Prince’s Briefcase: Hunter v. EarthGrains Co. (Glannon Civil Procedure)


Professor Glannon Civil Procedure: Rule 11

Here is a case from my Civil Procedure course which explains Rule 11, which are sanctions against lawyers for poor trial preparedness. In this case, bringing a frivolous law suit to court can cost a lawyer her job.

Case Name, Citation Number, Author
Hunter v. EarthGrains Co. Bakery, United States Court of Appeals for the Fourth Circuit (281 F.3d 144 (4th Cir. 2002)

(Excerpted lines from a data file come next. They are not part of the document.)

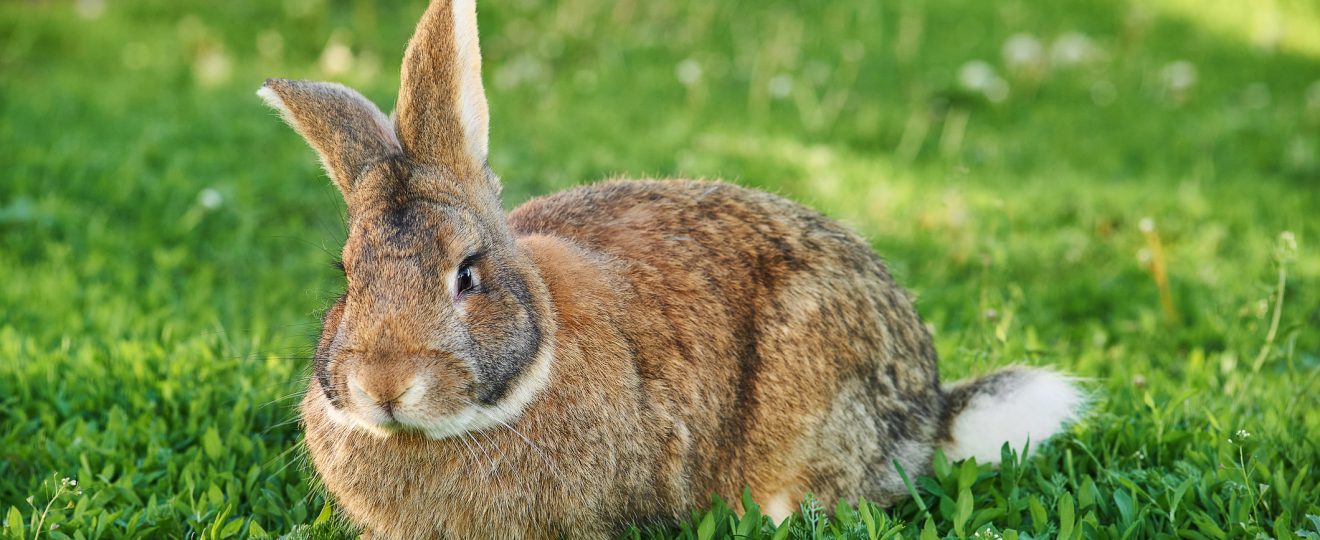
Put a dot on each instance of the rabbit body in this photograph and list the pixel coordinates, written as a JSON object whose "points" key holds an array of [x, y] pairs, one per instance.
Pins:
{"points": [[709, 337], [611, 354]]}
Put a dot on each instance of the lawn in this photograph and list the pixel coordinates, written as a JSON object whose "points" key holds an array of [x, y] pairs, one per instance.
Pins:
{"points": [[1125, 189]]}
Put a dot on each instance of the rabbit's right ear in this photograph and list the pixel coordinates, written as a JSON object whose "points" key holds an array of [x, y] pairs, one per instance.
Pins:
{"points": [[342, 126]]}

prince's briefcase (princesdailyjournal)Procedural History
Plaintiffs lawyer brought a class action on behalf of minority employees of a bakery that was eventually closed. Complaint included claims for employment discrimination against the bakery etc. The district court granted summary judgment to the defendant on both the merits and the arbitration defense. The court then issued an order (sua sponte) to the plaintiffs’ lawyer to show cause that she should not be sanctioned under Rule 11. Ultimately the court suspended the lawyer from practice in the federal district courts for five years.

Facts
–Civil rights lawyer brought a class action suit against bakery for employment discrimination and fraudulent misrepresentations in connection with its shut down
–Defendant denied the allegations and argued that the law suit was precluded because the class discrimination claims were subject to binding arbitration under a collective bargaining agreement.
–The court then issued an order to the plaintiffs’ lawyer to show cause why she should not be sanctioned under Rule 11.

Issue
Is the Civil Rights lawyer subject to sanctions under Rule 11?

Holding
Yes, because Hunter (plaintiff’s lawyer) advanced a frivolous legal position.

Reasoning
–Austin was incorrectly decided.
–No existing

Rule
Plaintiff theory must be warranted by existing law

Disposition
Suspension from practice vacated

Notes
Rule 11(b)(2): The claims, defenses, and other legal contention are warranted by existing law or by a non-frivolous argument for extending, modifying, or reversing existing law or for establishing new law;

Prince’s Takeaway
Have existing law to support your legal contentions before you present it in court. Not correctly warranting to an existing law, under a legal theory, you will violate Rule 11(b)(2) and be suspended. Rule 11(c).